Trump Nominees’ Complex Finances Slow Vetting Process

A progress report shows the administration is far behind on staffing key positions.

The Office of Government Ethics last week assembled a progress report comparing the Trump administration’s rate of nominations with those of the Obama administration eight years ago. It’s not a favorable picture for the White House and suggests the new administration has a long way to go before it will be fully staffed.

The data, obtained by Max Stier, president of the nonprofit Partnership for Public Service, show that as of March 7, 2009, President Obama had submitted nominations, including full financial disclosure information, for 228 individuals, while President Trump had submitted only 63 by the same date this year, Stier said.

“The Trump team needs to focus not just on the nominations but on people coming through the pipeline.
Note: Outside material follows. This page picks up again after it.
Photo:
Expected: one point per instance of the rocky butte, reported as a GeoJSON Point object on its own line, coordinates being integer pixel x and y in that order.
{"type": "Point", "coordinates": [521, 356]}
It’s a complicated process that includes getting through OGE,” Stier told Government Executive. Stier previously linked to charts produced by OGE in an essay in Politico on the topic on Monday, but the graphics show only trends without the numbers, which Stier provided to Government Executive.
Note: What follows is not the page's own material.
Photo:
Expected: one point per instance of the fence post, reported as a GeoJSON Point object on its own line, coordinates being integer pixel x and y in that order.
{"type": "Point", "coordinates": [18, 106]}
Equally dramatic was the contrast between the Trump and Obama administrations in terms of complexity of the nominees’ financial disclosure reports, which helps explain why it will likely take much longer for Trump’s nominees to make it through the process. OGE reviewers divide the individual cases into four categories, based roughly on wealth: simple, moderate, complex and extremely complex. In the last category, “Only the most experienced financial disclosure reviewers can handle reports at this level, and the ethics review usually requires a team of OGE employees,” the document said. “The ethics review cannot be completed without the direct involvement of OGE’s managers or leadership.”

Pie charts produced by OGE show that the portion of Trump nominees’ financial disclosure materials that are deemed complex or extremely complex more than doubled with Trump nominees, while those classified as simple or moderate were less than half what what they were for the Obama nominees.
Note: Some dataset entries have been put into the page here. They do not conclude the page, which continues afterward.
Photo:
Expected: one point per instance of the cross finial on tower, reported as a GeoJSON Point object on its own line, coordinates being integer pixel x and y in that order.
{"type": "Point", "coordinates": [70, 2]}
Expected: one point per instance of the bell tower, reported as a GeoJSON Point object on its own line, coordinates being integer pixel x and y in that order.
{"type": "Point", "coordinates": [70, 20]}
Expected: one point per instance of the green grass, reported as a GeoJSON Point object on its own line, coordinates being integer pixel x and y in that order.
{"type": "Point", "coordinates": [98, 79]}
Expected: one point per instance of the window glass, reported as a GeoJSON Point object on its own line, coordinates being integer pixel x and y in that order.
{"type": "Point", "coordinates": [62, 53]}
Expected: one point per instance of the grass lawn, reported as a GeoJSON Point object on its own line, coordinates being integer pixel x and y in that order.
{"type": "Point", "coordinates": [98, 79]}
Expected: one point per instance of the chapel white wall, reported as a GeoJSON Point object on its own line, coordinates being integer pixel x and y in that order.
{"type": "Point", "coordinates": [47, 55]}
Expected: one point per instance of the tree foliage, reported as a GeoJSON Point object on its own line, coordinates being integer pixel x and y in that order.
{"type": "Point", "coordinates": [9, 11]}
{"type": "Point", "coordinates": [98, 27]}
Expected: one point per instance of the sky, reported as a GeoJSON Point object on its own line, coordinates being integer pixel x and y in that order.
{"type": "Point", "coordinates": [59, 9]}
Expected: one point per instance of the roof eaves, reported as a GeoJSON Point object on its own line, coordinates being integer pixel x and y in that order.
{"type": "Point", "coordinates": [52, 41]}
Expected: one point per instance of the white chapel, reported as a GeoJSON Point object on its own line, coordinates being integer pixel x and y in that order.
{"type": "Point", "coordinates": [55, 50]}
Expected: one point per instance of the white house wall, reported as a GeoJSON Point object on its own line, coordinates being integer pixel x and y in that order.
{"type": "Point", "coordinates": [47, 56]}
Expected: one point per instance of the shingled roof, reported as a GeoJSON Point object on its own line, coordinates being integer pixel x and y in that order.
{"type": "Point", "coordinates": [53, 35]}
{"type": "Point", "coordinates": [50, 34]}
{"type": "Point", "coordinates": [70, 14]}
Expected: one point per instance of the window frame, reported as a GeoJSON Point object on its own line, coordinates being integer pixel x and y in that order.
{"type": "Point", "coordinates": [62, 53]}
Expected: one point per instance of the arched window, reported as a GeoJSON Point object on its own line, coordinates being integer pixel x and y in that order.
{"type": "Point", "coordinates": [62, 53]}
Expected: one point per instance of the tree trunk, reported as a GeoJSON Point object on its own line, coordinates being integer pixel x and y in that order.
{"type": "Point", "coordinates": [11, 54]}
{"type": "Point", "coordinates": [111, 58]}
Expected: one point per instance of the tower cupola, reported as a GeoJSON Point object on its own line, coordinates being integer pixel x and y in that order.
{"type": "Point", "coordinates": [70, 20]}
“Trump is right: There are too many political jobs in the federal government. But he still needs people to run his administration—he can’t do it alone,” Stier wrote in Politico. The Partnership has been offering transition guidance to the new administration but has documented its slow pace: only 24 of 511 key administration appointments have been made.

Stier told The New York Times on Monday, “The approach that the president took as a businessman and a candidate is simply not scalable to the challenge of filling out the rest of the government leadership.”